Wulf Garde besuchte Schützlinge in Tschernobylregion

Großhansdorf Am kommenden Sonntag, 26. April jährt sich die Nuklearkatastrophe von Tschernobyl zum 29. Mal. Wulf Garde, Initiator des Vereins „Pryvit – Hilfe für Tschernobyl-Kinder“ macht sich bis zu zwei Mal jährlich ein eigenes Bild von der Lebenssituation und der Gesundheit der Kinder in den besonders stark verstrahlten Regionen im Norden der Ukraine.

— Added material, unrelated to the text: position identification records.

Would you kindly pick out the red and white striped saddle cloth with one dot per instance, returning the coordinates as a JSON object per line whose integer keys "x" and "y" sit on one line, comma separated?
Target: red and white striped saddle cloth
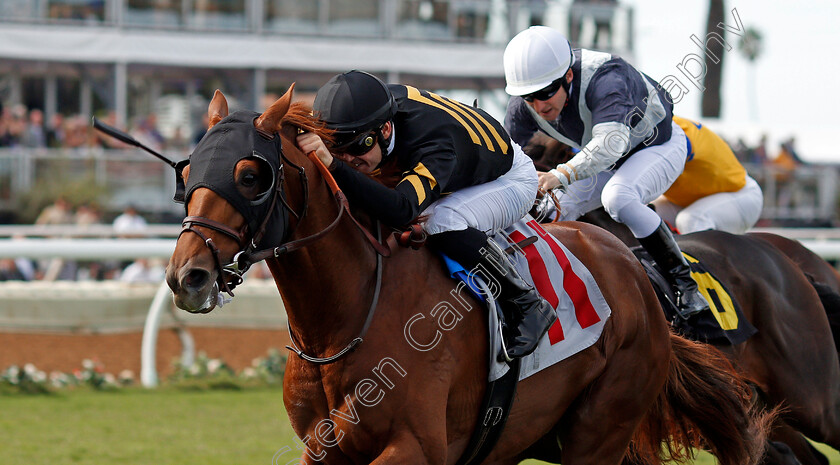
{"x": 566, "y": 284}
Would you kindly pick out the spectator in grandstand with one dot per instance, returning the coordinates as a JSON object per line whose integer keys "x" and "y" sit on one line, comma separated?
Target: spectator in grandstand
{"x": 147, "y": 132}
{"x": 13, "y": 126}
{"x": 55, "y": 131}
{"x": 105, "y": 141}
{"x": 34, "y": 136}
{"x": 788, "y": 150}
{"x": 88, "y": 214}
{"x": 59, "y": 212}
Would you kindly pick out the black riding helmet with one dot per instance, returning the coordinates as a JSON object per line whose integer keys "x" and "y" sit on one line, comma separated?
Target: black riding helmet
{"x": 355, "y": 105}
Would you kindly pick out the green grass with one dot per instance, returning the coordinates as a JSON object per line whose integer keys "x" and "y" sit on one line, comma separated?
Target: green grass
{"x": 139, "y": 427}
{"x": 160, "y": 427}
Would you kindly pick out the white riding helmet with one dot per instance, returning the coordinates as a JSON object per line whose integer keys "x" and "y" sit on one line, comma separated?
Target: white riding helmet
{"x": 535, "y": 58}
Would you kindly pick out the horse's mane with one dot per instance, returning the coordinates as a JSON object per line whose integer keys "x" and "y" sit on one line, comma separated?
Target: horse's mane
{"x": 300, "y": 117}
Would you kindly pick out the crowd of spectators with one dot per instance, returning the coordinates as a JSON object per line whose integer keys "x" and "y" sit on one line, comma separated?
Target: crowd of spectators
{"x": 22, "y": 127}
{"x": 127, "y": 225}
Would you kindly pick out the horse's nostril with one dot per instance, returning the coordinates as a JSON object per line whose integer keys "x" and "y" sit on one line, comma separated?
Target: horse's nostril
{"x": 196, "y": 279}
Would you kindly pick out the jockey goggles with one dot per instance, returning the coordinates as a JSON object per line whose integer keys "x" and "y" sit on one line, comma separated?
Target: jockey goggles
{"x": 357, "y": 146}
{"x": 546, "y": 92}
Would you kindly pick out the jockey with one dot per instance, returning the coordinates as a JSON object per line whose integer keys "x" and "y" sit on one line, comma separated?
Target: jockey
{"x": 714, "y": 191}
{"x": 620, "y": 119}
{"x": 459, "y": 170}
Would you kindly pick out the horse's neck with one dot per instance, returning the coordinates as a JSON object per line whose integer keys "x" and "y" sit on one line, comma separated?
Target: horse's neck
{"x": 327, "y": 285}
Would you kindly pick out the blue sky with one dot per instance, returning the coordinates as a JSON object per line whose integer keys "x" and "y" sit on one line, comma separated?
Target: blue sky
{"x": 794, "y": 79}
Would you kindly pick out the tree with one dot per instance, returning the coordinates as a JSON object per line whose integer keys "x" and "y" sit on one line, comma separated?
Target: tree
{"x": 750, "y": 47}
{"x": 710, "y": 104}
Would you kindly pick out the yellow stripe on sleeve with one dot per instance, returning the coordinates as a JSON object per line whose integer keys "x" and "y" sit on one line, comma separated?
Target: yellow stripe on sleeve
{"x": 453, "y": 104}
{"x": 421, "y": 170}
{"x": 415, "y": 95}
{"x": 418, "y": 187}
{"x": 499, "y": 139}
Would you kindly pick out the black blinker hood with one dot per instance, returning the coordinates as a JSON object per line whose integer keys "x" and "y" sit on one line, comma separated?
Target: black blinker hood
{"x": 213, "y": 162}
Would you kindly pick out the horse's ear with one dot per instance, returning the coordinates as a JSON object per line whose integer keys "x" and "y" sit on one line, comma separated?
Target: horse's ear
{"x": 217, "y": 109}
{"x": 269, "y": 121}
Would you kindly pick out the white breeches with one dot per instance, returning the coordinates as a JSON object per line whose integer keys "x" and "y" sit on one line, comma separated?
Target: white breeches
{"x": 734, "y": 212}
{"x": 490, "y": 206}
{"x": 625, "y": 192}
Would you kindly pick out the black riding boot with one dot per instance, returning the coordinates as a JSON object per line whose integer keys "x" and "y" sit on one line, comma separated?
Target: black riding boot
{"x": 666, "y": 253}
{"x": 528, "y": 316}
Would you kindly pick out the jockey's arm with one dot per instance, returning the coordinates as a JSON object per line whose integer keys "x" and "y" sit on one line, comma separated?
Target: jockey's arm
{"x": 610, "y": 141}
{"x": 394, "y": 207}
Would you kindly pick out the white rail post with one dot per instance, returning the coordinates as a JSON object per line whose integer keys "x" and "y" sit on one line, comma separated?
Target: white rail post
{"x": 148, "y": 366}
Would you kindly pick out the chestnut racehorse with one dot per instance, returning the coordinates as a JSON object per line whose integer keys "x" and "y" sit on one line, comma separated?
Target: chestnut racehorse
{"x": 790, "y": 295}
{"x": 411, "y": 394}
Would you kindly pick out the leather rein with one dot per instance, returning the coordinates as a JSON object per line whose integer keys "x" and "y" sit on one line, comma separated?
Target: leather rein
{"x": 231, "y": 274}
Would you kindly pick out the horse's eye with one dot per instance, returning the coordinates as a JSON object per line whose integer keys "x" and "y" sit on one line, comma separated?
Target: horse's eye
{"x": 249, "y": 180}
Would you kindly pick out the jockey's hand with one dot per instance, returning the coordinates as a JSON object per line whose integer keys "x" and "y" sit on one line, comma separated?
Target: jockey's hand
{"x": 310, "y": 142}
{"x": 548, "y": 181}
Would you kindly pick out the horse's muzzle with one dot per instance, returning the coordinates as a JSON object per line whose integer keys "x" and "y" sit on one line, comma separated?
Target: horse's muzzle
{"x": 194, "y": 289}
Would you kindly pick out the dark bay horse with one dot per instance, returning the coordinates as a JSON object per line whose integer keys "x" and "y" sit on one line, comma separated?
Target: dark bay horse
{"x": 410, "y": 392}
{"x": 790, "y": 295}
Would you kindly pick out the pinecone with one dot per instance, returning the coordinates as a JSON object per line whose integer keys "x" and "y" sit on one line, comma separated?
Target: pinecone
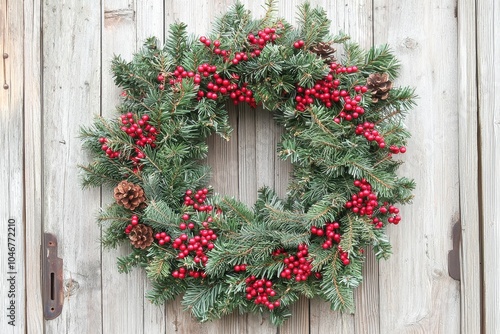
{"x": 129, "y": 195}
{"x": 379, "y": 84}
{"x": 325, "y": 51}
{"x": 141, "y": 236}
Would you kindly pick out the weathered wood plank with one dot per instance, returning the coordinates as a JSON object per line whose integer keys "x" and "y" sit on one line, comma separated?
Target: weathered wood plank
{"x": 417, "y": 295}
{"x": 33, "y": 164}
{"x": 71, "y": 95}
{"x": 468, "y": 164}
{"x": 13, "y": 319}
{"x": 488, "y": 49}
{"x": 118, "y": 38}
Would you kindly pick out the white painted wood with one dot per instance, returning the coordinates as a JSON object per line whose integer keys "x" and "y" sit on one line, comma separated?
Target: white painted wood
{"x": 12, "y": 283}
{"x": 416, "y": 293}
{"x": 33, "y": 164}
{"x": 488, "y": 48}
{"x": 71, "y": 61}
{"x": 468, "y": 164}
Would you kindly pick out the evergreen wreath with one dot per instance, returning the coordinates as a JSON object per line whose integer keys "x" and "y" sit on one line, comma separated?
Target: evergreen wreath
{"x": 343, "y": 129}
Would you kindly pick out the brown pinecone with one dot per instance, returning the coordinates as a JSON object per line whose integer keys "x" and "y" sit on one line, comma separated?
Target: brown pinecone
{"x": 141, "y": 236}
{"x": 380, "y": 85}
{"x": 325, "y": 51}
{"x": 129, "y": 195}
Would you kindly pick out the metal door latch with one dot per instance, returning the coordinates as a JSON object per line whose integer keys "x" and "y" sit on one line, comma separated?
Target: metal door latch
{"x": 454, "y": 254}
{"x": 52, "y": 277}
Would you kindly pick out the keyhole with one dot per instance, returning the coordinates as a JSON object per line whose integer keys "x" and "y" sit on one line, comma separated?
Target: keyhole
{"x": 52, "y": 287}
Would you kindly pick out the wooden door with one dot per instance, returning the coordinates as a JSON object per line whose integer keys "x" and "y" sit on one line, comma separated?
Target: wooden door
{"x": 58, "y": 72}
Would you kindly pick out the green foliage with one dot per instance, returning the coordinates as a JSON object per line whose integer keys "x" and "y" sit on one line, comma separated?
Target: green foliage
{"x": 163, "y": 85}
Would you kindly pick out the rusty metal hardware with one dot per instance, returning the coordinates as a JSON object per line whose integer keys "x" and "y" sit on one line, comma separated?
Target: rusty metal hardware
{"x": 454, "y": 254}
{"x": 52, "y": 276}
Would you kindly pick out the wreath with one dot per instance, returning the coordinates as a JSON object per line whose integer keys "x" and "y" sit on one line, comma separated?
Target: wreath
{"x": 343, "y": 122}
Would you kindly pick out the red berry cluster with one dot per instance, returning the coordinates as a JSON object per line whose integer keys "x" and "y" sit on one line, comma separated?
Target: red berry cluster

130 Kilometer von Kiew entfernt besuchte Wulf Garde seine Schützlinge. In diesem Februar war es insgesamt sein sechster Besuch. Elf Tage verbrachte der 72-Jährige mit seinen Kollegen in der Region Narodichi und besuchte insgesamt 38 Kinder. Zwar befindet sich die Ortschaft nicht innerhalb der 30-Kilometer-Sperrzone um Tschernobyl. Dennoch ist die Region eine der am stärksten kontaminierten Gegenden. Die meisten der Dörfer dort sind verlassen. Abhängig von der gesundheitlichen Verfassung, der familiären und wohnlichen Situation werden sechszehn der bedürftigsten Kinder ausgewählt, um Ende Juli nach Großhansdorf zu kommen. „Ich bin jedes Mal wieder schockiert von der Wohnsituation. Häuser kann man das kaum nennen“, berichtet Garde. Trotz der großen Armut herrsche in den Familien eine friedliche und ausgeglichene Atmosphäre. Und das, obwohl oftmals Großfamilien mit rund sechs Kindern und den Großeltern auf engstem Raum zusammen wohnen.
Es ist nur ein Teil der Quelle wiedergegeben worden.